# Module 2. Geospatial Data

## Learning Objectives

* List the two data models used by geospatial analysts and provide a list of the benefits and drawbacks of their usage.&#x20;
* Determine when to use various data types (int, string, boolean, etc.)&#x20;
* Explain the relationships between geospatial data models, types, and formats.&#x20;
* Describe the components of a geospatial database.&#x20;

## Lecture Slides

{% embed url="<https://docs.google.com/presentation/d/1cRZ0l6F5YZpl9KOIQ9x3e0UBQgaqG2U5GZ8IziR6ka4/edit?usp=sharing>" %}
Lecutre 2. Geospatial Data Model and Structures
{% endembed %}

## Assignments

* [ ] Lab Assignment
* [ ] Quiz 2
* [ ] Lecture Video

## Overview

Geospatial data are necessary for studying geography. **Geospatial data** is information that describes objects, events, or other features with a location on or near the surface of the earth. It is important to understand where geospatial data comes from and how it is structured and stored in formats that are commonly used by geospatial analysts.  This module will introduce you to these topics.&#x20;

### Data Collection Systems&#x20;

**Data collection** is the process of gathering and measuring information about variables of interest in an established systematic fashion.  Primary data are data that have been collected directly from the source by the researcher.  Secondary data is data that has been collected previously but may be available for analysis.  An example of primary geographic data is data collected with a Global Positioning System or GPS.  Secondary data include data such as digitizations created from original maps or census data collections.&#x20;

#### Remote Sensing&#x20;

The National Reconnaissance Office (NRO) manages satellite-based data collection for the United States (<https://www.nro.gov/>).  Both airborne and satellite-based systems are used to collect remote sensing data. Systems may be either National Systems, developed and deployed by the NRO, or Commercial/Civil systems developed in the private sector or by other federal agencies.

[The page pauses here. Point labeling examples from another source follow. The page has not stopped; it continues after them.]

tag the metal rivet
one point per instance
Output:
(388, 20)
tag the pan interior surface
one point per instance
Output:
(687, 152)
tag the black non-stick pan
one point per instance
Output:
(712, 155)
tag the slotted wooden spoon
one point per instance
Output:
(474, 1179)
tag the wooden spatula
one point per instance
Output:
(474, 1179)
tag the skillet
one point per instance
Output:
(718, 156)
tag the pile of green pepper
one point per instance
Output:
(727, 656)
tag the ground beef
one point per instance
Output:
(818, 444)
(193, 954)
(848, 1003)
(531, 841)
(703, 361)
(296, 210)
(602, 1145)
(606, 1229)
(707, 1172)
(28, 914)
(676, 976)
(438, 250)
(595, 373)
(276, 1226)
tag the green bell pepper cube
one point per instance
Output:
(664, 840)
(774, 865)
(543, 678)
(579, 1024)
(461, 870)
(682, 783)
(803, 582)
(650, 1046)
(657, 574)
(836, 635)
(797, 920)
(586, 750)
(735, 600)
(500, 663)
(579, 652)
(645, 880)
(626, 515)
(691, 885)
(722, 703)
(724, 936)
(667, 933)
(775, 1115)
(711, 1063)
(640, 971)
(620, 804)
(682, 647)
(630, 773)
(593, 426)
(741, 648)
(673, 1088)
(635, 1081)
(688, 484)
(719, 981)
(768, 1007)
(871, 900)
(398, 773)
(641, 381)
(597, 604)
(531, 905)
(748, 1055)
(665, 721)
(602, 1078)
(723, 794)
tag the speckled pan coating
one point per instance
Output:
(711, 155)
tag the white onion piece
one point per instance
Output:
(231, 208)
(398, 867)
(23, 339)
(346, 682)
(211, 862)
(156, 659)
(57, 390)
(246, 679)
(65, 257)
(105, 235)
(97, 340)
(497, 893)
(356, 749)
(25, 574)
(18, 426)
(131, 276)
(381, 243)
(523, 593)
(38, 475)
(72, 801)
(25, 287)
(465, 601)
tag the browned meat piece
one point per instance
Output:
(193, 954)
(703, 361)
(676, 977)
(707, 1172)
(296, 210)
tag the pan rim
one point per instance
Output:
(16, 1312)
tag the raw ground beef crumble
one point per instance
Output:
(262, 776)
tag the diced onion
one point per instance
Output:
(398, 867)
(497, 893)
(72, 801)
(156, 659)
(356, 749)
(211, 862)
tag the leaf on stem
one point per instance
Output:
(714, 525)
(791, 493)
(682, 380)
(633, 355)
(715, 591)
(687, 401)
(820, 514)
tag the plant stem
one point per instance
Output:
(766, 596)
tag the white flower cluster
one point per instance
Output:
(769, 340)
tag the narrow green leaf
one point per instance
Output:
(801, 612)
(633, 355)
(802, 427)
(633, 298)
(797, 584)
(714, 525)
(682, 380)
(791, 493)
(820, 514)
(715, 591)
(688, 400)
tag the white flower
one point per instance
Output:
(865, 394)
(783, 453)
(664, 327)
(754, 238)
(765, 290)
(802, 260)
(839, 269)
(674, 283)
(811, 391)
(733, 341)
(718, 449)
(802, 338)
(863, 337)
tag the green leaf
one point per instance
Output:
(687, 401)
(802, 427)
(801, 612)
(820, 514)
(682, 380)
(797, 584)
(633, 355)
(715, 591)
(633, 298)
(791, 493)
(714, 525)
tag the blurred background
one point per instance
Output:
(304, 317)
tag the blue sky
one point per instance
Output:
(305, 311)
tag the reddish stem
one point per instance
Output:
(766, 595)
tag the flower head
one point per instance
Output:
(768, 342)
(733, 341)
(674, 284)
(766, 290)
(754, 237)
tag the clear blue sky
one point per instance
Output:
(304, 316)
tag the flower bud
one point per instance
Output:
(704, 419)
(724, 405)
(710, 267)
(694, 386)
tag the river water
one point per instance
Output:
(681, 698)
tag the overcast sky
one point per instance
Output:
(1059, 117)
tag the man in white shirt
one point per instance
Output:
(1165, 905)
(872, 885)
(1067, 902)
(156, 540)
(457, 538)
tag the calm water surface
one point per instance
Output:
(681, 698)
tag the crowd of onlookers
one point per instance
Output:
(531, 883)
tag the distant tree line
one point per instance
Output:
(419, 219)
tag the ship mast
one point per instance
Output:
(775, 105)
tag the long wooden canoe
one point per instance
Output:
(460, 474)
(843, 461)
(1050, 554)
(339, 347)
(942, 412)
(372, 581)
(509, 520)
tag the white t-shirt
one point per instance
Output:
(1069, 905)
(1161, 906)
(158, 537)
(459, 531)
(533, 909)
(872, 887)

**Remote sensing** is a key method of obtaining geospatial data by acquiring information about an object or target using a device that is not physically close to the object under study. Remote sensors collect information about a device that is not in physical proximity with the object understudy.” Remote sensing occurs through an interaction between some form of electromagnetic energy and the features above, on, or below the earth’s surface. Remote sensing will be discussed in more detail in later modules.

### Data Models&#x20;

A **data model** organizes data elements and standardizes how the data elements relate to one another. A data format is a mode in which these data models are represented using bits and bytes. On data model used by geographers is the vector data model. The **vector data model** is a representation of the world using points, lines, and polygons. A common vector data format used by geographers is the shapefile (SHP) format.

Remote sensing data is often stored in a raster data model. The **raster data model** utilizes grids to organize data measurements. These grids are often rectangular but may take other forms, such as hexagons or lattices. A remote sensing image is often stored in a raster data model, and this raster data model may be in a Tag Image File Format (TIFF) format.  &#x20;

Raster and vector data models have advantages and disadvantages depending on the data being collected.  The following summarizes some of the advantages and disadvantages of both models.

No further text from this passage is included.